For a coarser calculation, we can as an alternative think of calculating the average sentence length for each paragraph.

In [None]:
def get_sentence_lengths(file_contents, plotby="sentence") :
    file_segment_lengths = []
    if plotby=="sentence" :
        for file_content in file_contents:
            sentences = sent_tokenize(file_content)
            sentence_words = [word_tokenize(s) for s in sentences]
            sentence_lengths = [len(w) for w in sentence_words]
            file_segment_lengths.append(sentence_lengths)
    elif plotby == "paragraph" :
        for file_content in file_contents:
            paragraphs = file_content.split("\n\n")
            paragraph_sent_lengths = []
            for paragraph in paragraphs :
                sentences = sent_tokenize(paragraph)
                sentence_words = [word_tokenize(s) for s in sentences]
                sentence_lengths = [len(w) for w in sentence_words]
                if len(sentence_lengths) > 0 :
                    avg_sentence_length = \
                        sum(sentence_lengths)/len(sentence_lengths)
                    paragraph_sent_lengths.append(avg_sentence_length)
                else :
                    continue
            file_segment_lengths.append(paragraph_sent_lengths)
    else :
        print("ERROR: 'plotby' can only take 'sentence' or 'paragraph' as values.")
        file_segment_lengths = None
    return file_segment_lengths

file_segment_lengths = get_sentence_lengths(file_contents, plotby="sentence")

Save all the information in a dataframe.

In [None]:
df_list = []
for ind, filename in enumerate(filenames) :
    s = file_segment_lengths[ind]
    indices = [ind for ind in range(len(s))]
    file = filename.split('/')[-1].split('.')[0]
    print("Dataframe content loaded for %s" % (file))
    df = pd.DataFrame({'title' : file, 'index' : indices, 'sentence length' : s})
    df_list.append(df)
books_df = pd.concat(df_list)
books_df.sample(5)

## Plot sentence length information
This can be either done as a line chart, showing fluctuations in sentence lengths from the start to end of the book, or it can be plotted as a histogram.

### Sentence lengths in sequence as a line chart
Let's start with the line charts.

In [None]:
def plot_sentences(df, filename, max_norm = 200) :
    books_reordered_df = df.sort_values(by=['sentence length'])
    sns.set_style('ticks')
    sns.set_context('notebook', font_scale=1.5)
    g = sns.FacetGrid(books_reordered_df, row="title", height=3, aspect=10)
    g.map_dataframe(sns.lineplot, "index", "sentence length", alpha=1, lw=0.4)
    plt.savefig(filename, bbox_inches='tight')
    

In [None]:
max_sentence_length = max(books_df['sentence length'].to_list())
plot_sentences(books_df, './plots/sentence_lengths_doyle.pdf',
               max_norm = max_sentence_length)

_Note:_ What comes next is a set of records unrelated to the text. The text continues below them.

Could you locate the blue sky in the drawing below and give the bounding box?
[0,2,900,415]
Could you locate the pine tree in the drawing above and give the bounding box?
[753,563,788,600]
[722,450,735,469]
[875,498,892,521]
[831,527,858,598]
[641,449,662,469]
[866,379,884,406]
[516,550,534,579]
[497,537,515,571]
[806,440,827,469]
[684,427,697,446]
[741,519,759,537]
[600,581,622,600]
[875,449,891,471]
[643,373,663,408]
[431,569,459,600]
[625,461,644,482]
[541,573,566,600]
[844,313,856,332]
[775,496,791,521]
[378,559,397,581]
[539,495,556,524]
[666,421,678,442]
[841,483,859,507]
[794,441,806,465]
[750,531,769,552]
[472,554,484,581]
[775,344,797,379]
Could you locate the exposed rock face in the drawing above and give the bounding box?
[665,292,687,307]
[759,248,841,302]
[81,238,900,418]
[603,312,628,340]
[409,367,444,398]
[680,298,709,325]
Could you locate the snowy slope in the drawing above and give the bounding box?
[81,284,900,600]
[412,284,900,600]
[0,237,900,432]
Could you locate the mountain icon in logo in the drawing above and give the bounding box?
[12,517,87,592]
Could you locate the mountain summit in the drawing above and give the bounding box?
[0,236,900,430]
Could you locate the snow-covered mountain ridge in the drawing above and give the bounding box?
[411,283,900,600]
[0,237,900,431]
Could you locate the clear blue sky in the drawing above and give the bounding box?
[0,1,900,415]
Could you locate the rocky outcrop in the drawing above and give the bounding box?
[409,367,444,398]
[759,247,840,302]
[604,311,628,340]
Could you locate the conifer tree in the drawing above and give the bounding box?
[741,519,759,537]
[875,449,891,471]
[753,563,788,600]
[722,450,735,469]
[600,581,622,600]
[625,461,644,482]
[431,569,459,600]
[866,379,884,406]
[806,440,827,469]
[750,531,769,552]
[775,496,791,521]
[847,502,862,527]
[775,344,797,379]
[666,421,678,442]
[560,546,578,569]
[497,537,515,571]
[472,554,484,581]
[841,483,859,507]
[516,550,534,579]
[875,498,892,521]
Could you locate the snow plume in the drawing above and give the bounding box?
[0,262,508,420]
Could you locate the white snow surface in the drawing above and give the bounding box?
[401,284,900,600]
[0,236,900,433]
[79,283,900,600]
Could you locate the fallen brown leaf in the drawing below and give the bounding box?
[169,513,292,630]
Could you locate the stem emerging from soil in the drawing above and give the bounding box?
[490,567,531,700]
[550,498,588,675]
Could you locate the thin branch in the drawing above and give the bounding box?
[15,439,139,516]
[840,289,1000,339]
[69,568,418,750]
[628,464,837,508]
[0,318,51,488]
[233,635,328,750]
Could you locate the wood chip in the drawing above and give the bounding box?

### Sentence lengths on a (2D) histogram
The histogram might be more informative. Let's try it out!

In [None]:
plt.figure(figsize=(10,4))
sns.set_style('ticks')
sns.histplot(data=books_df, y="title", x="sentence length",
             cmap='viridis_r', cbar=True)
sns.despine(right=True, top=True)

## Next Steps
What information do you get from the above plot? What does it look like if you compute and plot average sentence lengths (by paragraph)? What will you have to change to obtain the paragraph-level plot?